The reason why B.B. King named his guitar 'Lucille'

Not every guitarist is particular about their instrument, Jimi Hendrix used to set his on fire after all, but some strummers out there form such a spiritual bond with their six-string that they’d brave the very flames Hendrix was conjuring just to save them. The story of B.B. King’s legendary Lucille is one born in flames and fighting, the quintessential blues duo.

B.B. King, the late ‘king of the blues’, became one of the most influential figures in music history with many regarding his unique riffing as one of the building blocks that kickstarted the movement from blues to fully formed rock and roll. Whether it be Willie Nelson’s dilapidated ‘Trigger’ or Robert Johnson’s mystic seven-string, there have been many sacred guitars that were central to music’s evolving journey, but none that seem quite as precious to their player as King’s beloved Lucille. This is a point proven in the song ‘Lucille’ and ode to the guitar itself, in which B.B. sings: “I’m very crazy about Lucille / Lucille took me from the plantation / Oh and you might say / Brought me fame.” Those lyrics serve as the perfect depiction of early popular music’s near-divine potential to offer deliverance from hardship, but perhaps the very story of how Lucille came to be is even more epitomising.

It’s a tale that has all the same mystic overtones as any good blues story. When B.B. King was just a young upstart — a difficult thing to imagine in of itself considering the musical statesman he went on to be — he would frequently play a nightclub joint called Twist in Arkansas.

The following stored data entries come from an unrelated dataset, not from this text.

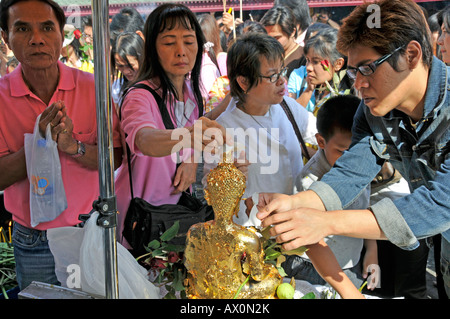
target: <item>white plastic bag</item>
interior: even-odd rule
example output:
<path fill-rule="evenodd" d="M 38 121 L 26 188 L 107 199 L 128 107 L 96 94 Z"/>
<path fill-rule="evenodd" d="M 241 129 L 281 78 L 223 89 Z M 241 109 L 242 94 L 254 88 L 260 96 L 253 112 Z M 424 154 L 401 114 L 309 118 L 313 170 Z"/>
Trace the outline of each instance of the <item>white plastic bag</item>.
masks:
<path fill-rule="evenodd" d="M 25 134 L 24 140 L 32 227 L 54 220 L 67 208 L 58 147 L 52 139 L 50 124 L 46 128 L 46 137 L 41 136 L 40 118 L 41 115 L 36 119 L 33 134 Z"/>
<path fill-rule="evenodd" d="M 79 227 L 58 227 L 47 230 L 48 244 L 55 259 L 56 278 L 61 286 L 81 289 L 80 247 L 84 229 Z"/>
<path fill-rule="evenodd" d="M 61 285 L 67 287 L 68 282 L 73 283 L 73 278 L 68 278 L 68 267 L 76 265 L 80 273 L 79 288 L 92 295 L 105 296 L 104 230 L 97 225 L 98 216 L 94 212 L 84 228 L 49 229 L 47 236 Z M 147 270 L 119 243 L 117 269 L 120 299 L 160 299 L 160 288 L 148 280 Z"/>

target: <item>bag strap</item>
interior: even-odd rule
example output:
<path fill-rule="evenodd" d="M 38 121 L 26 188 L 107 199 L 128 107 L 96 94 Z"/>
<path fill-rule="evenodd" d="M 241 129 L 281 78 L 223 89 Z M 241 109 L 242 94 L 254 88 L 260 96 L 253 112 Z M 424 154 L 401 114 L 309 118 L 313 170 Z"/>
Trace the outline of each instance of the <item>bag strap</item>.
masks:
<path fill-rule="evenodd" d="M 300 145 L 301 145 L 301 148 L 302 148 L 302 151 L 303 151 L 303 156 L 306 157 L 306 159 L 309 161 L 311 157 L 309 156 L 308 149 L 306 148 L 305 141 L 303 141 L 302 134 L 300 133 L 298 125 L 295 122 L 295 119 L 294 119 L 294 116 L 292 115 L 291 109 L 289 108 L 289 106 L 287 105 L 287 103 L 286 103 L 286 101 L 284 99 L 280 103 L 280 105 L 283 108 L 284 112 L 286 113 L 289 121 L 291 122 L 292 127 L 294 128 L 295 135 L 297 135 L 297 139 L 300 142 Z"/>
<path fill-rule="evenodd" d="M 144 84 L 144 83 L 138 83 L 133 85 L 132 87 L 128 88 L 123 96 L 122 96 L 122 103 L 125 99 L 125 96 L 132 90 L 132 89 L 144 89 L 149 91 L 153 97 L 155 98 L 156 103 L 158 104 L 158 109 L 159 112 L 161 113 L 161 117 L 164 123 L 164 127 L 168 130 L 173 130 L 174 129 L 174 125 L 172 122 L 172 119 L 170 118 L 169 112 L 167 111 L 167 107 L 163 104 L 163 100 L 162 98 L 159 96 L 158 93 L 156 93 L 155 90 L 153 90 L 150 86 Z M 122 105 L 119 108 L 119 120 L 122 119 Z M 125 134 L 126 137 L 126 134 Z M 131 192 L 131 199 L 134 198 L 134 192 L 133 192 L 133 179 L 131 176 L 131 150 L 130 147 L 128 146 L 128 143 L 126 143 L 125 141 L 125 145 L 127 147 L 127 161 L 128 161 L 128 176 L 130 179 L 130 192 Z M 179 164 L 177 164 L 177 168 L 178 168 Z"/>
<path fill-rule="evenodd" d="M 169 112 L 167 111 L 167 107 L 165 105 L 163 105 L 163 100 L 162 98 L 159 96 L 158 93 L 156 93 L 156 91 L 154 89 L 152 89 L 150 86 L 144 84 L 144 83 L 138 83 L 133 85 L 132 87 L 128 88 L 123 96 L 122 96 L 122 102 L 125 99 L 125 96 L 132 90 L 132 89 L 144 89 L 149 91 L 153 97 L 155 98 L 156 103 L 158 104 L 158 109 L 159 112 L 161 113 L 161 117 L 164 123 L 164 127 L 168 130 L 173 130 L 174 126 L 173 126 L 173 122 L 172 119 L 170 118 Z M 122 107 L 120 107 L 120 114 L 122 114 Z M 121 118 L 122 116 L 120 116 Z"/>

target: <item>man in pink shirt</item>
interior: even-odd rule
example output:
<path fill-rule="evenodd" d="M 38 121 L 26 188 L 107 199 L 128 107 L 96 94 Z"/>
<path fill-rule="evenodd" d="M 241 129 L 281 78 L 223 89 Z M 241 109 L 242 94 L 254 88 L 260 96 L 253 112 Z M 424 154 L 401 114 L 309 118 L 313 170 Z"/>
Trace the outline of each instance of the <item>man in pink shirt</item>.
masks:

It’s a story that the blues star has regaled many times over, and he drawls out in practised speech, “Well, it used to get quite cold in Twist, and they used to take something looking like a big garbage pail and set it in the middle of the floor, half-fill it with kerosene. They would light that fuel, and that’s what we used for heat.” Whilst that sort of heating system may not make it through the rigours of modern health and safety standards it wasn’t all that uncommon in American dive joints at the time, only becoming an issue when the atmosphere got equally firey. However, with blues riffs stirring and the booze flowing, that firey atmosphere was never far from fruition.

“Two guys got to fighting,” B.B. King continues, “And they knocked the pale over, causing what looked like a river-fire to spill over onto the dance floor.” With the bar fire raging, everybody made for the exits, and as the bluesman adds in comedic style, “Including BB King!”

Stood outside the burning building, the horrible realisation came to King that he had left his guitar inside. It would have been a sombre moment of goodbye for most folks, but B.B. was not prepared to watch it perish. He rushed into the burning bar at just about the same moment that the ceiling began to cave in, the single most dangerous moment of any fire. Traversing through the boozy inferno, he made his way back to his guitar, almost losing his life in the process. He emerged from the blaze clutching his cherished six-string under his arm and headed straight for home.

The next morning it was revealed that the two men had begun fighting over a lady called Lucille who worked at the bar. As B.B. King concludes with the punchline to his incredible true story, “I named my guitar Lucille to remind me never to do a thing like that again.”

15 Grammy wins later the blues legend is an icon that transcends the eras, defining sound and a certain soul that can be found lacking in most cases today. Throughout his career he played many guitars, mostly semi-hollowed bodied Gibson’s, but each and everyone one of them after that incident was called Lucille.